Our server will have the IP 10.1.0.1 (one endpoint of the tunnel). Our client will get the IP 10.1.0.2.

Here the client config:

mytunnel {
type tun;
passwd YourPasswordHere;
up {
ifconfig "%% 10.1.0.2 pointopoint 10.1.0.1 mtu 1450";
route "add -net 199.9.0.0/16 gw 10.1.0.1";
};
}

The providers IP address (of the SIP servers) lie in the net 199.9.0.0/16. The route command makes sure that all requests (UDP packets) to the SIP server (our SIP proxy/provider) go through our vtun tunnel.

Usage 

Now start the tunnel daemon on the server: vtund -s (on Debian: /etc/init.d/vtun start)

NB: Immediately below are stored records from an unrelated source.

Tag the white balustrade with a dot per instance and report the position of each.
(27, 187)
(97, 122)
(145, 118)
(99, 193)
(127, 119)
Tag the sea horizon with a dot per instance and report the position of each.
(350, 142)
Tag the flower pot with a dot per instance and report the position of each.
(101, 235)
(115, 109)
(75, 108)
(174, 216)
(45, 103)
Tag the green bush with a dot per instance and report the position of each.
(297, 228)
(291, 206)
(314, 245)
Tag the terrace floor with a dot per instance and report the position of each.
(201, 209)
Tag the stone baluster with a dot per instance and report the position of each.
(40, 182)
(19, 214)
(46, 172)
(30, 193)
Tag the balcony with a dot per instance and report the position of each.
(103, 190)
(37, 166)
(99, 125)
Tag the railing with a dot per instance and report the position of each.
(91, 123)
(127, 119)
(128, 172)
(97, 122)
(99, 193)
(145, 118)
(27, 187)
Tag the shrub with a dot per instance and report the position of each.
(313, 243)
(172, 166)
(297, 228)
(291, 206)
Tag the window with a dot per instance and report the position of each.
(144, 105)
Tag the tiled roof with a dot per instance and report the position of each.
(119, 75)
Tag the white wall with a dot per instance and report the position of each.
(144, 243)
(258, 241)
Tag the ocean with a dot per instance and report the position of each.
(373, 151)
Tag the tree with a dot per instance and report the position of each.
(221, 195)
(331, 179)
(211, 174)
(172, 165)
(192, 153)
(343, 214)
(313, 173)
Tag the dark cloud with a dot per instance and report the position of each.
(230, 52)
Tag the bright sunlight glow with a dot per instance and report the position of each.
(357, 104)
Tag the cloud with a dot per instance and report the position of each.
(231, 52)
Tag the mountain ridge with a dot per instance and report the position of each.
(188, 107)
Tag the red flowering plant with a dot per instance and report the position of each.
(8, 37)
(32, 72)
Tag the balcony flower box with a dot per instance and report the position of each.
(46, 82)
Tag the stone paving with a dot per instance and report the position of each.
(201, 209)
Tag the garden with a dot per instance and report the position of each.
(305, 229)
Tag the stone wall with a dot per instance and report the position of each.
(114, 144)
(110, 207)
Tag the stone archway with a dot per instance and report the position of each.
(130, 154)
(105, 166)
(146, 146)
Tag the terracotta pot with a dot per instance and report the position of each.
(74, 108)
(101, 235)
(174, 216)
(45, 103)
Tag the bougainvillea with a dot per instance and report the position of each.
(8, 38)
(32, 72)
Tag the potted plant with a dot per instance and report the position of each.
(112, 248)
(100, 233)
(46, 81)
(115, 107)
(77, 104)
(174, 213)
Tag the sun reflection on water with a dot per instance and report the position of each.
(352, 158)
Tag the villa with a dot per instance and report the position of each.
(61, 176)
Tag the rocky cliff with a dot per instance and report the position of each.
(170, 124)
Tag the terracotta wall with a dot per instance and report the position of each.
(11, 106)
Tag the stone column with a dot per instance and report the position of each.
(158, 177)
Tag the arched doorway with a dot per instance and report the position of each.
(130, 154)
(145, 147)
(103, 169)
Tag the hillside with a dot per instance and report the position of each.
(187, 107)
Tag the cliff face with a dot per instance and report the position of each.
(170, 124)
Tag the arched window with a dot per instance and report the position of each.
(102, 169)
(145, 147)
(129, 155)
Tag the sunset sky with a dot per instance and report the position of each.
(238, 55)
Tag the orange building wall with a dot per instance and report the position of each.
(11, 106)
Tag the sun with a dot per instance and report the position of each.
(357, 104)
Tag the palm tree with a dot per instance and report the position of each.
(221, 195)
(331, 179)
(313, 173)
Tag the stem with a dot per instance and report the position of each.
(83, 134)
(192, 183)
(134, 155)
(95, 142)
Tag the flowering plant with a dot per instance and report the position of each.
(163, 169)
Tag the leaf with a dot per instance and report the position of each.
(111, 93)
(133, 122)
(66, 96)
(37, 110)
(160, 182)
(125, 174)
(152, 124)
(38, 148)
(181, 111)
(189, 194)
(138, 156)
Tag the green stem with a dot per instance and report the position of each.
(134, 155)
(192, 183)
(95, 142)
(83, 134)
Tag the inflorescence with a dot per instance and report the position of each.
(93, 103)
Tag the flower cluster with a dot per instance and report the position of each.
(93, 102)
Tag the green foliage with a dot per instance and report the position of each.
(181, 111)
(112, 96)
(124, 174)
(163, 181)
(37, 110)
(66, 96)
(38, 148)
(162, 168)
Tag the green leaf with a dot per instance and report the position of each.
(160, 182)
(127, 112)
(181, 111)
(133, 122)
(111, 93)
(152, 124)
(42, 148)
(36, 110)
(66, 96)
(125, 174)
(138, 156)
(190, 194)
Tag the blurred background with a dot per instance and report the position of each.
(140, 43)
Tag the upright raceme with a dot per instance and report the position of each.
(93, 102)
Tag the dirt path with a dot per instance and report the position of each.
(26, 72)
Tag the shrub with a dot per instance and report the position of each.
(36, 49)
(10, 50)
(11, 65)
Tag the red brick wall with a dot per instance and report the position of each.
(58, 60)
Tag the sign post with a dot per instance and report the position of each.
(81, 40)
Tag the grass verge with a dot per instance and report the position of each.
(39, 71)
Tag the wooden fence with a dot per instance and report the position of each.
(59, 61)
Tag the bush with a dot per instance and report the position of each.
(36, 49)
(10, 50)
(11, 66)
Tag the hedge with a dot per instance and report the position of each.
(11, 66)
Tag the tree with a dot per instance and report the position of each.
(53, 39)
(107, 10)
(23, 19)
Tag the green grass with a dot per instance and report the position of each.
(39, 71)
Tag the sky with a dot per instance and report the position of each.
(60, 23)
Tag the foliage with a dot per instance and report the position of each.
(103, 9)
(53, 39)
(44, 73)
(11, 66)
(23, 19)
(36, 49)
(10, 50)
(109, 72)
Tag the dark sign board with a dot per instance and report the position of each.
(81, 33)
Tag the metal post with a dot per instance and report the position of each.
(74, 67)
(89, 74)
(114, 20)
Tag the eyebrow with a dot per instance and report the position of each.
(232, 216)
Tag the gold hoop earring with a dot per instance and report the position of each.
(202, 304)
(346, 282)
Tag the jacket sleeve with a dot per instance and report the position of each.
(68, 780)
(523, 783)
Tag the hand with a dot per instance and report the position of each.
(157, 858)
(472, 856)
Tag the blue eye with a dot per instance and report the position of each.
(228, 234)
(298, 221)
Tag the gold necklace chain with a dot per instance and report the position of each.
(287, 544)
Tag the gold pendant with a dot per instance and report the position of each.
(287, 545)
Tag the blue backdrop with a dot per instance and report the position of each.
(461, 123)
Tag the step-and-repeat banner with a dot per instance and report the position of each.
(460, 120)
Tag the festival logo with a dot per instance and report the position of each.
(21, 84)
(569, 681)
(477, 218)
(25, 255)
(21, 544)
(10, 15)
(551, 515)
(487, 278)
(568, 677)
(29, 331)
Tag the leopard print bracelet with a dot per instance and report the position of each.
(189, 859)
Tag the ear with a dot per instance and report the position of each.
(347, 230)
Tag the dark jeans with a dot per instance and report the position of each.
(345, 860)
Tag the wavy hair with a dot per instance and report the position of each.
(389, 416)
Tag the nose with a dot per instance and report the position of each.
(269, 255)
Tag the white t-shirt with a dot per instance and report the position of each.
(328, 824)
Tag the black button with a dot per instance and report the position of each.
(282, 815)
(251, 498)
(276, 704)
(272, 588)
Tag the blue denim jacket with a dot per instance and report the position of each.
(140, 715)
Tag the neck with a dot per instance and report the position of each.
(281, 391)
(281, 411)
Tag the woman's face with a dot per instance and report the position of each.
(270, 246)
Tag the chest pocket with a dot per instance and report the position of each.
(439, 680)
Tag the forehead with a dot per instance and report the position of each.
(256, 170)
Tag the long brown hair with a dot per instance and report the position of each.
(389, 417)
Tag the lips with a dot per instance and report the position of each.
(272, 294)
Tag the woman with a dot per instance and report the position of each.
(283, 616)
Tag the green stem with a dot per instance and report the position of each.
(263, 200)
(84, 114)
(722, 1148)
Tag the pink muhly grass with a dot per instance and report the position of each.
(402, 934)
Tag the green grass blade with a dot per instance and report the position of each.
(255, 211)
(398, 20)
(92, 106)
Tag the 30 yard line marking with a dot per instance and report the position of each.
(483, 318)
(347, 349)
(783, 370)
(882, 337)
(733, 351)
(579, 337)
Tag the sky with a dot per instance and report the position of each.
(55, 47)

And start the tunnel daemon on the client: vtund mytunnel 1.2.3.4 (replace 1.2.3.4 with the public IP address of your server). On Debian you can edit /etc/default/vtun and start the daemon via /etc/init.d/vtun start)

You should have a running tunnel by now: check with ifconfig that there is a new "tun0" interface with "pointopoint" ips.

Finally you can start your SIP softphone (ekiga, wengophone, linphone, kphone, twingle, or whatever). Make sure that the softphone is using the "tun0" interface and that your route to the SIP server is going over the "tun0" interface: route -n. Your VOIP application should now work with the vtun tunnel and thereby circumvent any firewall/proxy restrictions.

Disadvantages

The tunnel adds same latency (tune "compress" and "encrypt" options) to the VOIP connection. The TCP tunnel is not well suited for real-time data like VOIP, but it´s the only option if UDP does not work.